Where are the good guys?
< p>Questioning the loss of certain values, Pleau wonders where the good guys are today. At the elementary school near his home, the kindness of the children is constantly appealed to in order to encourage them to reject individualistic behavior. To the well-known “every man for himself”, we recommend “every man for the other”.
Certain values, such as sharing and solidarity found in the practice of the Catholic religion, ran away with the accelerated transformation of society. Church attendance is a thing of the past, he notes without bitterness.
“My 15, 13 and 7 year olds have never set foot there, except for used book sales and bazaars.”
Often the old welcoming structures have been replaced by a Modernism in poor taste, such as the arrival of shopping centers and other Costcos in a once bucolic landscape.
This is what happened in Drummondville, his hometown, tells us Pleau. A magnificent wooded area has been sacrificed to allow the erection of these temples of consumption which show a flagrant lack of imagination.
Interesting this distinction he makes between temporary boredom and ” the boredom that turns into a bad life”. Thus, an overflow of activities in the child would develop a “hedonic habit” which, when a lack arises, would push him towards a form of boredom. But this boredom is beneficial, he says. “It's a luxury, a privilege, a wealth”, which should certainly not disappear with age.
The Lego block game, invented in 1932, gives rise to philosophical reflection on creation and conformity. A book written by Tommaso W. Bertolotti, Legosophy. Little Philosophy of Lego, teaches us, according to the sociologist, that there are two ways of apprehending the construction of the world. Either “respecting the plausibility and order of the structure planned” by the game designer, or “out of pure fantasy and guided by freedom and creativity”.
Either the world is immutable or it is not, and it is then the tensions and contradictions that bring about the balance of the world. But the two paths are not contradictory, says Bertolotti, but rather complementary.

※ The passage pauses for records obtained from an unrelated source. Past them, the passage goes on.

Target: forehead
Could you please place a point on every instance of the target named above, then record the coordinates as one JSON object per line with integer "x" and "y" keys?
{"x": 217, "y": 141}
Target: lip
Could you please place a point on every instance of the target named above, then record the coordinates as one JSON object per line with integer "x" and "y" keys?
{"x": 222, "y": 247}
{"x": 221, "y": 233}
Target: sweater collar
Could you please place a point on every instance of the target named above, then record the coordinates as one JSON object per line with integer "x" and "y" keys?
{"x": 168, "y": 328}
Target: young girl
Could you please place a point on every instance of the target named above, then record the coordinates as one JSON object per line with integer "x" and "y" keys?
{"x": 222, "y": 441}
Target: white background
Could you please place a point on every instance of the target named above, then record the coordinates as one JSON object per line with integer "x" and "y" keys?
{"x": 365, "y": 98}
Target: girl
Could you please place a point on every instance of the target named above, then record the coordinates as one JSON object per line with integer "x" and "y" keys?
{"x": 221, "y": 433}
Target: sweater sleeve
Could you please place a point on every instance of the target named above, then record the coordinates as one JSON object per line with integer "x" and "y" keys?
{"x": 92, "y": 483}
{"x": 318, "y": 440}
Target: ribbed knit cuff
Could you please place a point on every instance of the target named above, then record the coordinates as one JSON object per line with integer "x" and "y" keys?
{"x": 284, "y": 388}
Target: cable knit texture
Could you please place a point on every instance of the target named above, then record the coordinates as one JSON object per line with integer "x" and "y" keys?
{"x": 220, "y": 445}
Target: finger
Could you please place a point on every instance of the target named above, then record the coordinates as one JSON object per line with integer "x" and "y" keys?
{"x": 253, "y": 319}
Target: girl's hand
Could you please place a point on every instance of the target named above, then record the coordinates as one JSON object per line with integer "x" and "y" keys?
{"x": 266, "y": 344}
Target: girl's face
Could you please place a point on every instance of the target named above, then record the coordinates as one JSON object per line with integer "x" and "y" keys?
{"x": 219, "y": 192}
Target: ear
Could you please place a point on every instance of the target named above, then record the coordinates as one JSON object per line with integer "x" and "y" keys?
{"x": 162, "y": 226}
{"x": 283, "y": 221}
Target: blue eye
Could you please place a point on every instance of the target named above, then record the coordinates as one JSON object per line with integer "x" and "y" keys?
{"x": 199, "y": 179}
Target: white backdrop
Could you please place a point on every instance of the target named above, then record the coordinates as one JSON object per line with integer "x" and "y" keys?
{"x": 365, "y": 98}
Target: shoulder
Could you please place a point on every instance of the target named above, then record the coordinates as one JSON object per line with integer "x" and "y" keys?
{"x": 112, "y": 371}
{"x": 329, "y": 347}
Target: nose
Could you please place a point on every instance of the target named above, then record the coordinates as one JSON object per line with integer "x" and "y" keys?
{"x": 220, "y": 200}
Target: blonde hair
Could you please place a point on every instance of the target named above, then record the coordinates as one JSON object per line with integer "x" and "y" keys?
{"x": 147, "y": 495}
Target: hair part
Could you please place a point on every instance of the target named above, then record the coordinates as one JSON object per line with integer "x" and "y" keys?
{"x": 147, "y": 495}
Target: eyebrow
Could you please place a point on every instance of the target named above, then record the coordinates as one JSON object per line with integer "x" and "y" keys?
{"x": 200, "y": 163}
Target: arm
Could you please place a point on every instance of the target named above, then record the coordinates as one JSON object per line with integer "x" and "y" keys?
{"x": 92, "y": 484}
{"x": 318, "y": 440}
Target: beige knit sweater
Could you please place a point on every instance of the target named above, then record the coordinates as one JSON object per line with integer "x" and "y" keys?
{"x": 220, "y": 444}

“No Lego is definitive, any more than any real philosophy. Start with the instructions, and never stop marveling at what you can do,” he says.
I will never look at Lego playing the same way again.
In familiar territory
This collection of chronicles is full of beautiful surprises. We walk from one universe to another, between childhood and adult life, as in familiar territory, with the impression of having, we too, frequented these same places between imagination and reality, of having known the same apprehensions in the face of the unknown or love, of having dreamed the same youthful dreams of a better world.
How many will recognize themselves in this fear of displeasing which very often makes us do bad choice?
“There is a fine line between fine self-knowledge, and others imposing their choice on our lives.”
Or in that gravely ill friend who asked for the helps to die and that the author accompanies until the last moment.
These are so many small slices of life that remind us that life is an adventure full of twists and surprises, if we take the time to dwell on it.